If its red I have heard that throwing a vit. c tablet in the bowl overnight and it will cut the iron stain out in the morning.


----------



## chel (Jul 24, 2004)

I'm sure it's not "earth friendly" but I've had great luck with "The Works" brand. The toilet cleaner completely cleaned the gunk from under the rim. The tub cleaner got rid of all hard water build-up.

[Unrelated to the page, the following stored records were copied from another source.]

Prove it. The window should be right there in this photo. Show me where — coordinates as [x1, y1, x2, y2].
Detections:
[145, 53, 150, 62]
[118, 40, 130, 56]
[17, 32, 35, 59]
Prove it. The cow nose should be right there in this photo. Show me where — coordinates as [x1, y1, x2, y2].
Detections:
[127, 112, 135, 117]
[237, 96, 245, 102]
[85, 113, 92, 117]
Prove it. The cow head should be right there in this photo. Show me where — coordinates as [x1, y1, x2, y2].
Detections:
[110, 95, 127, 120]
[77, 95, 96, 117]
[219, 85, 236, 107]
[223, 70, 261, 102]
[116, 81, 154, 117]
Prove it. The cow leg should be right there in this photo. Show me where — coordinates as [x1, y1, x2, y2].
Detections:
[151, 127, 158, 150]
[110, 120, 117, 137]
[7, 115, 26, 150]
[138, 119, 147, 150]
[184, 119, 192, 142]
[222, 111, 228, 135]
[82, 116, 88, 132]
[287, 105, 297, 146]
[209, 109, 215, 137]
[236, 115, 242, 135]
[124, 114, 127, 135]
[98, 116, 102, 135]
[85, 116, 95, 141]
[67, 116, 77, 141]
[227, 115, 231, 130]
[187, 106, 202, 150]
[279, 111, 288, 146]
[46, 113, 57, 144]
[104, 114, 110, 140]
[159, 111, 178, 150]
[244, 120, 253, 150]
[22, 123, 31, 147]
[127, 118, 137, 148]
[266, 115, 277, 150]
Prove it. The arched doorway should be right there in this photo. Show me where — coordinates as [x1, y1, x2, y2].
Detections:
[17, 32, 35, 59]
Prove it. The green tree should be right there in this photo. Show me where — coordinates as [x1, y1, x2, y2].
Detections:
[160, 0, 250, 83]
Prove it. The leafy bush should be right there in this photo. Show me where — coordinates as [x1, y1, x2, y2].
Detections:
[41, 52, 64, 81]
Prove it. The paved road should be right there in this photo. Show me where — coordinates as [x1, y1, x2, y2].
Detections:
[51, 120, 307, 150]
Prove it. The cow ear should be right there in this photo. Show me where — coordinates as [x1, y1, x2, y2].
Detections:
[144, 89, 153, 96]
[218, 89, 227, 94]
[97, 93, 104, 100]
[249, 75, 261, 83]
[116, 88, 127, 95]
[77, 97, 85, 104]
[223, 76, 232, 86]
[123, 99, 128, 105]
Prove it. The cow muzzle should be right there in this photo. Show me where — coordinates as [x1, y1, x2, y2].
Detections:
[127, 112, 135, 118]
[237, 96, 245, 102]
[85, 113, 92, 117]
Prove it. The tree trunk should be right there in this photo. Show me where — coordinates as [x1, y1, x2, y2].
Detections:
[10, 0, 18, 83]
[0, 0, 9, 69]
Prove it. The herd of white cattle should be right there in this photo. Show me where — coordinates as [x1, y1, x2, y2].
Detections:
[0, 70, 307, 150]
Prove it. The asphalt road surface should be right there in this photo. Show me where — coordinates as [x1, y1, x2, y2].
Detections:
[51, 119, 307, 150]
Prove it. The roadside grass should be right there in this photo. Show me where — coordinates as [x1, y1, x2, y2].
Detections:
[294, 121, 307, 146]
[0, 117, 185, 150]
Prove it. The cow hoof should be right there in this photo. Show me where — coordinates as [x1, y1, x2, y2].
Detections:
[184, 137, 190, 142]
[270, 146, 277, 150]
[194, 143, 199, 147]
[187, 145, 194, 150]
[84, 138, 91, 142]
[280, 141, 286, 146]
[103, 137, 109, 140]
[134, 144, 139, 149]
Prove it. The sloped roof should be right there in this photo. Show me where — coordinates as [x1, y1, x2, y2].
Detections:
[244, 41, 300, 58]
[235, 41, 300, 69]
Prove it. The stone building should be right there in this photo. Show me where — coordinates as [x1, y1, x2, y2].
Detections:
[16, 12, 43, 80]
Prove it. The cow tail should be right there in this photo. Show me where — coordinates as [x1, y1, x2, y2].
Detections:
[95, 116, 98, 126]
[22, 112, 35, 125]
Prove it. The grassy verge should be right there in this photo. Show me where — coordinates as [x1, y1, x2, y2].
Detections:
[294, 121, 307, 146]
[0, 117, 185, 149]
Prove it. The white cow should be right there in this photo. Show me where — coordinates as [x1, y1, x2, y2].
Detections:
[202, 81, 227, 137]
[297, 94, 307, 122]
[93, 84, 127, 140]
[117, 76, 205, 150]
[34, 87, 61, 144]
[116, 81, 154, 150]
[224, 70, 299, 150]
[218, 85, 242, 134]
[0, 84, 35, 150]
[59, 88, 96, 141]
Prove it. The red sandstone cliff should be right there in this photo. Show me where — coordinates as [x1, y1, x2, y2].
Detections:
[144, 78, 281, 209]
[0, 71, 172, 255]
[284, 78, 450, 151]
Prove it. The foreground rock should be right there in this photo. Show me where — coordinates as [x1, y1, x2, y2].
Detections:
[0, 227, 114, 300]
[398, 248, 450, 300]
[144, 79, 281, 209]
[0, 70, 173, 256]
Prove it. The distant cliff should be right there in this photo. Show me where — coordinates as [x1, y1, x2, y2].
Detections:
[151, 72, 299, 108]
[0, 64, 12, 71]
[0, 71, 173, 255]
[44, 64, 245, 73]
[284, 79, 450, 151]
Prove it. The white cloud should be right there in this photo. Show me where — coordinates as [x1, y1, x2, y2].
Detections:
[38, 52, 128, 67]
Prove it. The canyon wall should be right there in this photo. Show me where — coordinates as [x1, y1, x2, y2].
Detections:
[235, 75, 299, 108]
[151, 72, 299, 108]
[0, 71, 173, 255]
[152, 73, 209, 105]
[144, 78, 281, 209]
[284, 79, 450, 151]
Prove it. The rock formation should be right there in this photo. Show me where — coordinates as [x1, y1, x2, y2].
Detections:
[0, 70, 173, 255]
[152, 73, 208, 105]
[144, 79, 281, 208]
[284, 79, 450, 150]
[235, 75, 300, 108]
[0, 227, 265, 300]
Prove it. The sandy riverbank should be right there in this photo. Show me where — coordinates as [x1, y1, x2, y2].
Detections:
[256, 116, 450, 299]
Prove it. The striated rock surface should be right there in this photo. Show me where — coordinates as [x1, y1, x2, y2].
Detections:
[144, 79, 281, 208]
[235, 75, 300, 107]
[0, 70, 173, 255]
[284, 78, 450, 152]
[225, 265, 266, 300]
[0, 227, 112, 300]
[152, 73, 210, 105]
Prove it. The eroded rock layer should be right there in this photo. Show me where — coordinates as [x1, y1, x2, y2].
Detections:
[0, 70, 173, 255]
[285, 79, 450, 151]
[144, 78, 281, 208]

I only used the toilet cleaner once, and since then the Method brand of cleaners keep it looking great. I'm in the process of moving and needed something that really did the job.


----------



## hollyvangogh (Feb 12, 2008)

Quote:


Originally Posted by *thixle* 
You can scrub it with a pumice stone (yep, just like the kind you use on your feet)... I was totally skeptical, but it really, really works. Scrapes off all the hard scaley stuff without damaging the potty. Works on ceramic/porceline sinks and bathtubs, too! The only downside-- you do have to stick your hand in the toilet...









: I







pumice!

If you poor a bucket of water into the toilet (somewhat quickly, but not fast enough to make a mess) it'll cause the toilet to flush w/o refilling. Then you can clean it with the stone (but keep things wet to prevent scratching). When you're done just flush and the toilet will refill again.


----------



## SAHDS (Mar 28, 2008)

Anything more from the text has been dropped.